PFC Watchdog
PFC Watchdog Overview
Priority-based flow control (PFC) allows independent flow control for each class of service to ensure that congestion does not result in frame loss. PFC pause frames instruct the link partner to halt packet transmission. These frames can propagate through the network, causing traffic on the PFC streams to stop in what is known as a PFC pause storm. Use the PFC watchdog to detect and to resolve PFC pause storms.
The PFC watchdog monitors PFC-enabled ports for PFC pause storms. The PFC watchdog intervenes when a PFC-enabled port receives PFC pause frames for an extended period of time and is unable to schedule any of the data packets on PFC-enabled queues. The PFC watchdog mitigates the situation by disabling the queue where the PFC pause storm was detected for a set length of time. This length of time, called the recovery time, is configurable. After the recovery time passes, the PFC watchdog reenables the affected queue.
You can monitor the number of PFC pause storms that have been detected and recovered, as well as the number of packets that have been dropped, on a particular interface.
In lossless Ethernet fabrics such as those used in AI-ML data centers, the PFC watchdog plays a critical role in keeping the fabric lossless even during congestion.
Use Feature Explorer to confirm platform and release support for specific features.
Benefits
-
Quickly detect and resolve PFC pause storms.
-
Maintain lossless traffic links.
-
Improve link quality.
Understanding PFC Watchdog
The PFC watchdog has three key functions: detection, mitigation, and restoration.
Detection
The PFC watchdog checks the status of PFC queues at regular intervals called polling intervals. If the PFC watchdog finds a PFC queue with a non-zero pause timer, it compares the queue's current transmit counter register to the last recorded value. If the PFC queue has not transmitted any packets since the last polling interval, the PFC watchdog checks if there are any packets in the queue. If there are packets on the queue that are not being transmitted and there are no flow control frames on that port, the PFC watchdog detects a stall condition.
The PFC watchdog monitors the PFC-enabled queues periodically for continuous PFC pause
assertion by the downstream device when the queue is empty. If this occurs, PFC watchdog
detects a stall condition. The system must detect this stall condition within a specified
amount of time. This length of time is determined by how you configure two statements:
poll-interval
and detection
.
The PFC watchdog checks the status of PFC queues at regular intervals. Configure this
interval in milliseconds using the poll-interval
statement. The PFC
watchdog checks the status of the queues once per polling interval. The default interval
is 100 ms. The minimum interval is 100 ms and the maximum is 1000 ms.

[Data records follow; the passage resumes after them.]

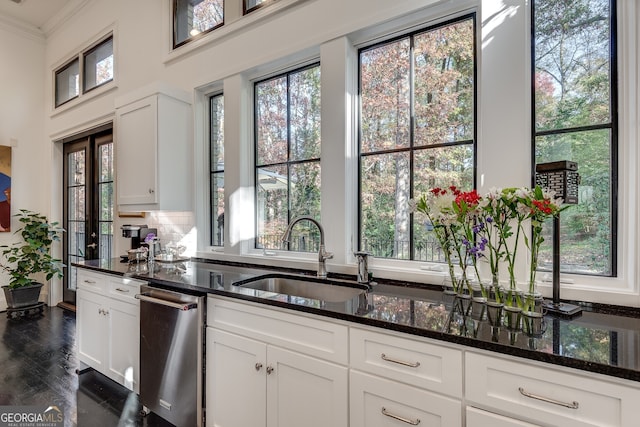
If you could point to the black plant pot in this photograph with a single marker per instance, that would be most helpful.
(24, 296)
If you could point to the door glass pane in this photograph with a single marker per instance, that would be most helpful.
(105, 200)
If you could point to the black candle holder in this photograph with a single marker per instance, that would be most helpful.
(562, 178)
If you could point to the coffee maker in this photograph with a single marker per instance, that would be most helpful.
(138, 234)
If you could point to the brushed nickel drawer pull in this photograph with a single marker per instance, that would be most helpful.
(572, 405)
(399, 418)
(399, 362)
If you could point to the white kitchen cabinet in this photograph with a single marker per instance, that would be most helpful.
(379, 402)
(252, 381)
(108, 326)
(548, 395)
(154, 150)
(479, 418)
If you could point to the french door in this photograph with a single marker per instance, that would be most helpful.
(88, 203)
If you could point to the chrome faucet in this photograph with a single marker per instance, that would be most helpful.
(322, 254)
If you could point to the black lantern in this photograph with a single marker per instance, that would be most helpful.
(562, 178)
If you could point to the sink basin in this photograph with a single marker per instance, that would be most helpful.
(304, 287)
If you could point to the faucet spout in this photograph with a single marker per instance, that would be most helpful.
(323, 255)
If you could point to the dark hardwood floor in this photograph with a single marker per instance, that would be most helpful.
(38, 367)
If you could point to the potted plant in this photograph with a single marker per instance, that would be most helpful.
(29, 257)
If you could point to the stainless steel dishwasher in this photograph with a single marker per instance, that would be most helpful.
(171, 355)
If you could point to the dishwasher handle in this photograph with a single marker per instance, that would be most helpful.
(176, 305)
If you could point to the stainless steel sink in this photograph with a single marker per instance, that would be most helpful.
(312, 288)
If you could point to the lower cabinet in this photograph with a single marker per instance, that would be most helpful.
(479, 418)
(108, 326)
(253, 382)
(378, 402)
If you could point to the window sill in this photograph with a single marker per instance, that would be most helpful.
(230, 29)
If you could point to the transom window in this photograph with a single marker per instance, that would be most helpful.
(417, 131)
(287, 160)
(97, 70)
(575, 118)
(193, 18)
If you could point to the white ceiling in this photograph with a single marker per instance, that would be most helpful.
(35, 14)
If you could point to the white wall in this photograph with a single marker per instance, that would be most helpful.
(327, 29)
(21, 124)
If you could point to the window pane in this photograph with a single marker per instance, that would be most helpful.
(250, 5)
(385, 97)
(217, 209)
(272, 206)
(305, 189)
(384, 208)
(193, 17)
(585, 228)
(305, 114)
(68, 82)
(98, 65)
(217, 169)
(271, 121)
(443, 167)
(444, 73)
(572, 63)
(217, 133)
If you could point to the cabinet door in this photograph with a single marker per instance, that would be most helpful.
(136, 151)
(91, 329)
(378, 402)
(305, 391)
(235, 389)
(124, 344)
(480, 418)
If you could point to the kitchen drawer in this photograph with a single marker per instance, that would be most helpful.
(91, 281)
(430, 366)
(124, 289)
(314, 337)
(548, 396)
(378, 402)
(479, 418)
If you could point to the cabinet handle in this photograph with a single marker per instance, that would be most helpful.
(399, 418)
(399, 362)
(572, 405)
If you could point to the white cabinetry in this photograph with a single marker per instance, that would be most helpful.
(546, 395)
(270, 368)
(398, 380)
(108, 326)
(154, 153)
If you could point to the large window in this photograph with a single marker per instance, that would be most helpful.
(287, 161)
(216, 168)
(417, 131)
(574, 116)
(192, 18)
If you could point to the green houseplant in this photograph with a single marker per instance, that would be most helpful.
(30, 257)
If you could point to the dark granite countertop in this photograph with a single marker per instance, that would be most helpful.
(603, 339)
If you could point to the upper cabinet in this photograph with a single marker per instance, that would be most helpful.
(154, 150)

The PFC watchdog must detect stall conditions for at least two consecutive polling
intervals before it determines that a PFC queue has stalled. Configure the
detection
statement to control how many polling intervals the PFC
watchdog waits before it mitigates the stalled traffic. The default is two polling
intervals. The maximum number is 10 polling intervals.
The total detection time is the length of the polling interval multiplied by the number of polling intervals.
Mitigation
When the PFC watchdog detects that a PFC queue has stalled, it moves the queue to the mitigation state. First it disables the queue where it detected the PFC pause storm for a period of time called the recovery time.
Configure the pfc-watchdog-action
statement to specify the action that
the PFC watchdog takes to mitigate the traffic congestion. The only option is the drop
action. It drops all queued packets and all newly arriving packets for the stalled PFC
queue. The system monitors all packet drops on the PFC queue during the recovery time.
Restoration
When the recovery time ends, the PFC watchdog collects the ingress drop counters and any other drop counters associated with disabling the PFC queue. The PFC watchdog maintains a count of the packets lost during the last recovery and the total number of lost packets due to PFC mitigation since the device was started. The PFC watchdog then restores the queue and re-enables PFC.
Use the recovery
statement to configure how long the PFC watchdog
disables the affected queue. The minimum recovery period is 200 ms and the maximum is
10,000 ms. After the recovery time passes, the PFC watchdog re-enables PFC on the affected
queues.
Configure PFC Watchdog
You can enable the PFC watchdog on all PFC-enabled queues. The PFC watchdog recovery is a global setting, so it requires the same action on all ports to function. When you configure the PFC watchdog on multiple ports, make sure all ports are configured with the same type of action (drop or forward). By default, all ports use the drop action.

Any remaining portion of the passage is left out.